Current tax rules for foreign investors include:
- A 12.5% long-term capital gains tax on listed equities and bonds held longer than one year
- A 20% withholding tax on interest income from government securities
- The withdrawal of a 5% concessional rate in 2023
The move aims to stop foreign capital outflows amid the Middle East crisis. Officials seek to protect the economy from the US-Iran conflict and attract greater overseas investment.

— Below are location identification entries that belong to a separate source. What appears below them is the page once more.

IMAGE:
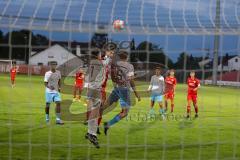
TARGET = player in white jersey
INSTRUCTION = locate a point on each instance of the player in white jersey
(156, 88)
(52, 81)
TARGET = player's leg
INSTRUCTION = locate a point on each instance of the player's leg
(152, 102)
(13, 81)
(162, 112)
(101, 110)
(57, 100)
(159, 99)
(79, 92)
(172, 104)
(189, 100)
(115, 119)
(166, 102)
(47, 107)
(125, 103)
(94, 102)
(48, 98)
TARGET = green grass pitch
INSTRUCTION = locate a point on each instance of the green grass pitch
(24, 134)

Additional measures are expected to increase foreign capital inflows. The Reserve Bank of India is expected to classify select long-duration government securities under the Fully Accessible Route. This would allow overseas investors to buy these bonds without ownership limits. The central bank last revised this list in 2024. It removed 14-year and 30-year government bonds from the program at the time.
Market participants have called for lower taxes on long-term capital gains and interest income from government securities.
Foreign portfolio investment flows have stayed negative this year. Net outflows have reached Rs 2.47 lakh crore. The rupee hit a record low of 96.965 against the US dollar on May 20. The currency remains under pressure from oil prices, US tariffs, and record foreign investor withdrawals. On Wednesday, the rupee closed at 95.71 per dollar. It has fallen more than 6% against the dollar this year.
The yield on the 10-year government bond rose 1 basis point to 7.02%.
The government also plans to allow Persons Resident Outside India to invest in shares of listed Indian companies through the portfolio investment scheme.